The MACD is positive but contracting, RSI is neutral at 44.733, and moving averages are bullish (SMA_5 > SMA_20 > SMA_200). Key support is at 136.741, and resistance is at 145.183. The stock is trading near its pivot point (140.962), indicating no clear breakout or breakdown trend.

Analyst upgrades with higher price targets (e.g., TD Securities raised to Buy with a C$209 target). Improved return on equity guidance to 15% by 2027, expected to outpace peers. Revenue growth of 3.46% YoY in Q4 2025.

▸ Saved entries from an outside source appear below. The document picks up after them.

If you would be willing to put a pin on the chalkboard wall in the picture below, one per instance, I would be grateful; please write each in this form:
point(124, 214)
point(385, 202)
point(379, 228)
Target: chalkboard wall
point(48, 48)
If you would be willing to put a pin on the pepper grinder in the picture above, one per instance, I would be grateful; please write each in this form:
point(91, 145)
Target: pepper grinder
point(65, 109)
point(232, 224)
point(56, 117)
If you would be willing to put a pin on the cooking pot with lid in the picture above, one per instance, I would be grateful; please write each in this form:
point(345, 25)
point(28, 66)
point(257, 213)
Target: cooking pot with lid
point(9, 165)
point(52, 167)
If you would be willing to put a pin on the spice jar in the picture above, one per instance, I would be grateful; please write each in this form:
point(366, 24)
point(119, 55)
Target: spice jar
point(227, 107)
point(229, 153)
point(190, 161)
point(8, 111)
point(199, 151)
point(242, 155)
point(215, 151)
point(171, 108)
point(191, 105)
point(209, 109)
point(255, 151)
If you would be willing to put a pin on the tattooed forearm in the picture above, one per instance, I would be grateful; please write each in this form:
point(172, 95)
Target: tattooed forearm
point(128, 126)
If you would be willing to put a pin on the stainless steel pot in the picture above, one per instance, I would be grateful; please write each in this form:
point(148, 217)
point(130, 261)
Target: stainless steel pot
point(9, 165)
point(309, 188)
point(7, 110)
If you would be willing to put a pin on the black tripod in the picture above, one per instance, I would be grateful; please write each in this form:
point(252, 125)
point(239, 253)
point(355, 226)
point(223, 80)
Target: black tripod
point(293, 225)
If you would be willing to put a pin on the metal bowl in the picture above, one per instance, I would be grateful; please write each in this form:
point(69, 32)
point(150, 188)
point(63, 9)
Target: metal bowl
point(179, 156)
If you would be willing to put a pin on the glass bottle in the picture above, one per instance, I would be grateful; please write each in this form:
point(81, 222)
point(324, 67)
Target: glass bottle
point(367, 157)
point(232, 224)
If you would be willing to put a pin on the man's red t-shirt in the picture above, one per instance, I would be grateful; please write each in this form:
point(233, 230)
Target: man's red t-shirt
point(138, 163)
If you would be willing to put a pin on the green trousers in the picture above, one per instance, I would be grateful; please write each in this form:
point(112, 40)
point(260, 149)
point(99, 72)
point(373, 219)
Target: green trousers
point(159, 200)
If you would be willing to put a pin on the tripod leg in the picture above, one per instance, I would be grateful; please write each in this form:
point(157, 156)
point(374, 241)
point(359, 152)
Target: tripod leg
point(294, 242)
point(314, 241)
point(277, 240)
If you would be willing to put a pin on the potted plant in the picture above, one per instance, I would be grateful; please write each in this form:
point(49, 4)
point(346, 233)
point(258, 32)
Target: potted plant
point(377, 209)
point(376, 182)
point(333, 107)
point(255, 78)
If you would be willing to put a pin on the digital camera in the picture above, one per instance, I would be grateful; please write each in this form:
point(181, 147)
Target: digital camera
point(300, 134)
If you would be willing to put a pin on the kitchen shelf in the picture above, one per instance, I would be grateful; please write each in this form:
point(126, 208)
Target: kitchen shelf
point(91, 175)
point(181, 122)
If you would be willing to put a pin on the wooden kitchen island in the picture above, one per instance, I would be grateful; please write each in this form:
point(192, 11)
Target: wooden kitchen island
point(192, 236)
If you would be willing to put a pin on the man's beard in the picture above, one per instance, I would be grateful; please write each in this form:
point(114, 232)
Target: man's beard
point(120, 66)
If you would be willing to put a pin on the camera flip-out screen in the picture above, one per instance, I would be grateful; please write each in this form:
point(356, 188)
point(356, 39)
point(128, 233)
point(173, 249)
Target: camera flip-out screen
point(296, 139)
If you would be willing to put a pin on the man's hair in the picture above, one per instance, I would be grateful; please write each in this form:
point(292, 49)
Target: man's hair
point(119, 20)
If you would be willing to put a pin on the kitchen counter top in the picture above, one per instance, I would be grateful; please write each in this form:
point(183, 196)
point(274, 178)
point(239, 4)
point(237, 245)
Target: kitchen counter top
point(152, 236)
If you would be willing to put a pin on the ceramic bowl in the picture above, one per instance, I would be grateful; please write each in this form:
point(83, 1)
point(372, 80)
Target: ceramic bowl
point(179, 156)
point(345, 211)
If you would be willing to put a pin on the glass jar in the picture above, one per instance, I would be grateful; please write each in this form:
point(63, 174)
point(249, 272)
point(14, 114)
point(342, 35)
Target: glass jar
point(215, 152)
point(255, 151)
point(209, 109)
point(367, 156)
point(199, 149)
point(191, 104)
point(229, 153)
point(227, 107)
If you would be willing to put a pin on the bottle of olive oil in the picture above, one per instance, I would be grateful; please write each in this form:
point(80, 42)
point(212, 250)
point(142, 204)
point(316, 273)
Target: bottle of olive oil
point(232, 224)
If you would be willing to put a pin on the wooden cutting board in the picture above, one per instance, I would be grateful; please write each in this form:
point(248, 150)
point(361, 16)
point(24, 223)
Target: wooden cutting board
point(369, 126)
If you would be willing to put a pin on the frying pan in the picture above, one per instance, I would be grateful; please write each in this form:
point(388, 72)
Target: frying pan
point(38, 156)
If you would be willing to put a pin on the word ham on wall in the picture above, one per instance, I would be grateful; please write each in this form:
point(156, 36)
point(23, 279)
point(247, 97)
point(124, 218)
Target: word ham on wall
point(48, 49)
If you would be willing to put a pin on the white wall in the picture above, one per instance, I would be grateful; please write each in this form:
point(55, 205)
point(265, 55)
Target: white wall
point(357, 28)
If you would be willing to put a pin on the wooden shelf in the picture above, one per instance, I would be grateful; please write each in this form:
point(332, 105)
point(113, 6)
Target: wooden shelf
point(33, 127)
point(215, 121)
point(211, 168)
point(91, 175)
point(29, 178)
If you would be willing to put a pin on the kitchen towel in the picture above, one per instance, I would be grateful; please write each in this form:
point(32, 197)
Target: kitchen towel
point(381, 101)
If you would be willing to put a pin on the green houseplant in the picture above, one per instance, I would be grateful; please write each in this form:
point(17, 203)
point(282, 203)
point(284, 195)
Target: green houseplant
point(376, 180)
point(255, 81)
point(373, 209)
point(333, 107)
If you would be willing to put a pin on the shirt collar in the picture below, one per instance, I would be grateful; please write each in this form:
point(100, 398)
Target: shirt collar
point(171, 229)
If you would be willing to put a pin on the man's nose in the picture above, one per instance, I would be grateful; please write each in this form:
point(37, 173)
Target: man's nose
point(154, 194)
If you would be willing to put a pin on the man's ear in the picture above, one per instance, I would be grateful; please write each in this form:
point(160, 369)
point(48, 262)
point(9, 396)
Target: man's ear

EPS growth was minimal at 0.68% YoY. Lack of recent news or significant trading trends. Hedge funds and insiders are neutral, showing no strong buying interest.
In Q4 2025, revenue increased by 3.46% YoY to $9.17B, but net income dropped by -1.12% YoY to $2.13B. EPS showed marginal growth of 0.68% YoY to 2.97. Gross margin remained unchanged.
Recent analyst upgrades include TD Securities upgrading to Buy with a C$209 price target, citing improved return on equity guidance. Other analysts have raised price targets (e.g., Scotiabank to C$191, Canaccord to C$201), but some maintain neutral or sector perform ratings, reflecting mixed sentiment.